In terms of penalty kicks at goal, the Crusaders and Stormers have amassed the most points with 52 and 51 respectively.

When you look at when teams 'concede points', once again the Stormers come up trumps, at being the best team at 'holding on to a lead' in the last quarter, yielding the least amount of points at the finish of a match.  The Brumbies also have a proud last quarter record and score most of their points in that critical last quarter.

The Bulls score the vast majority of their points in the second quarter of the first half, and the last quarter of the match, demonstrating an ability to absorb the opposition pressure and then turn that around into their own pressure and points.

The Chiefs, as the top of the table team, have the most "clean breaks" of any team in the competition, with 9.7 average breaks per game and have amassed a total of 44 tries, combined with their 43 successful penalty kicks at goal.  Interestingly, the Stormers only have an average of 3.5 clean breaks per game!

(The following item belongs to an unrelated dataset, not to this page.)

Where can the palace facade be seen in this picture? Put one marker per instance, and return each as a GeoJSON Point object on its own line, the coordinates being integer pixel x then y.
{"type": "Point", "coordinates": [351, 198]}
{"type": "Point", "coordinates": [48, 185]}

So, the stats certainly paint an important picture and conclusion, which is important in our great game of rugby: there is more than one way to win!

When you compare the Chiefs and the Stormers, as two of the more successful teams, the Chiefs have reached their top position by virtue of their ability to attack incisively and score close to the best number of tries in the competition, while the Stormers have built their successful campaign on the indisputably best defensive record in the competition.

Many rugby fans would consider that the Bulls have traditionally been a "10 man kicking machine" - well, they have well and truly proven their capacity to score tries and have adapted their game plan over the last couple of years, to incorporate a physical forward pack and 'big defence', with an ability to counter attack and score tries.

In terms of how the shape of our competition is looking, the referees have also played their part in the fascinating spectacles we are witnessing.  The aims of our competition: improved scrums, clean ball at set piece and quick ball at the tackle, and space for players to attack, has largely been achieved while only averaging 19 penalty kicks per game.  At the same time, we have seen the Ball In Play Time average just under 35 minutes per match: which compares favourably with any professional competition and is an increase on last year.

The scrums have been a big "work on" in 2012, and the competition average of "successfully completed scrums" is 60% (up from 45% in 2011).  The ball at the tackle continues to be recycled within 3 seconds, 70% of the time (which from a coaching perspective is the general aim of each team).

Kicks in play are down to 41 per game average (remember that just 3 years ago, Super Rugby teams kicked the ball on average 72 times per game!).  This statistic remains lower when we combine space for the players to attack from kicks in general play, and confidence that the team carrying the ball can go into the tackle without being overly scared of losing possession (being penalised).  In 2012, the defending team is penalised at a rate of 2-1 over the attacking team, which helps provide the right balance of continuity in our game.

The statistics suggest that players on the fringe of the ruck who are offside and not ruled on by the referee are around 3.2 times a game: our aim was to keep this under 5 per game.  This gives half backs the confidence to snipe around the edges and provides the necessary space for the short pass to a rampaging forward.

All in all, the statistics support a pretty good year in Super Rugby, and the competition could not be tighter going into the last round - best wishes to all those teams still in the hunt!